Когда он изложил мне идею о любви, которую можно выражать на двух диалектах, я спросил:

– А диалектов всего два, или их больше, а два только у Хансонов?

– Больше. – Ответил Джонс. – Общим счетом их, как я понимаю, четыре. Да, мы все общаемся и выражаем свою любовь четырьмя диалектами. Конечно, есть еще комбинации и подвиды, но это уже частности, а основных – четыре.

– Хорошо, я уже знаю, что любовь можно выражать на языке слов и на языке поступков, – подытожил я. – А два других как называются?

– Третий язык или диалект, – это язык физического контакта, – объяснил Джонс. – Спектр тут широк: от простого похлопывания по спине до любовного акта. Слова в этом диалекте – прикосновения, поцелуи, пожатия, все такое. Те, кто изъясняется на телесном наречии, как правило, ощущают себя любимыми, если любовь к ним выражается на языке прикосновений. Иногда для них это единственный способ ощутить любовь. Любовь на словах они попросту не понимают.

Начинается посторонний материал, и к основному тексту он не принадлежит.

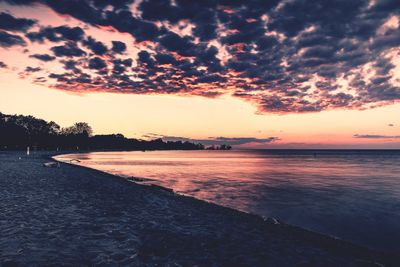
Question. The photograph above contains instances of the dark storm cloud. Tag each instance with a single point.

– И показывают свою любовь они тоже посредством телесного контакта? – уточнил я.

– Именно так, – кивнул Джонс. – Это не хорошо и не плохо, просто другого наречия они не понимают. А потому, чтобы общение получилось, считай любого, кто изъясняется на наречии телесного контакта, кошкой.

– Как так – кошкой? – удивился я.

– Кошки практически полностью общаются на наречии телесного контакта, – растолковал Джонс, ухмыляясь от уха до уха как Чеширский кот. – Кошке, по сути дела, не так важно, что ты говоришь или делаешь. Она может пойти на зов, может не пойти, все зависит не от слов. Кошке надо, чтобы ее гладили, за ухом чесали, – так она поймет, что ее любят. А как кошка выражает любовь? Трется об тебя спинкой или мордочкой, тычется носом, задевает хвостом. Она как бы говорит «потрогай меня». Вот и люди такие бывают, – совсем как кошки.

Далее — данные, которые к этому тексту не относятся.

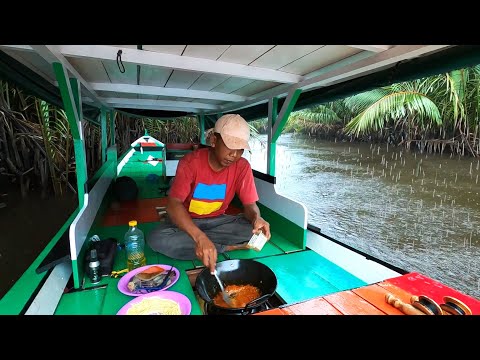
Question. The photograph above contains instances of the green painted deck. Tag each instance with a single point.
(301, 273)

– А ведь и верно! – восхищенно воскликнул я. – Потрясающе. Каков же четвертый диалект, он же наречие?

– Четвертое наречие – наречие времени. Для тех, кто изъясняется на нем, любовь измеряется в совместно проведенном времени. Подобным людям неважно, касаешься их или нет, говоришь с ними или нет, делаешь что-то для них или нет. Им важно лишь, проводишь ли с ними время.

– Ну, ты-то не из таких, Энди, – добавил Джонс, – однако у меня к тебе вопрос. Жена никогда не говорила тебе ничего вроде: «Жаль, что мы так мало времени проводим вместе» или «Ты так мало уделяешь мне времени»?

Я неуверенно кивнул. Кажется, я начинал понимать, к чему клонит Джонс.

– Да, вообще-то она так говорит. Между прочим, работаю я на дому, и всегда на подобные претензии думал: «Ну какого черта, что значит – „ты мало бываешь со мной“, я же целый день дома, чего тебе еще? Я тут, под боком, разве я мало уделяю тебе времени?»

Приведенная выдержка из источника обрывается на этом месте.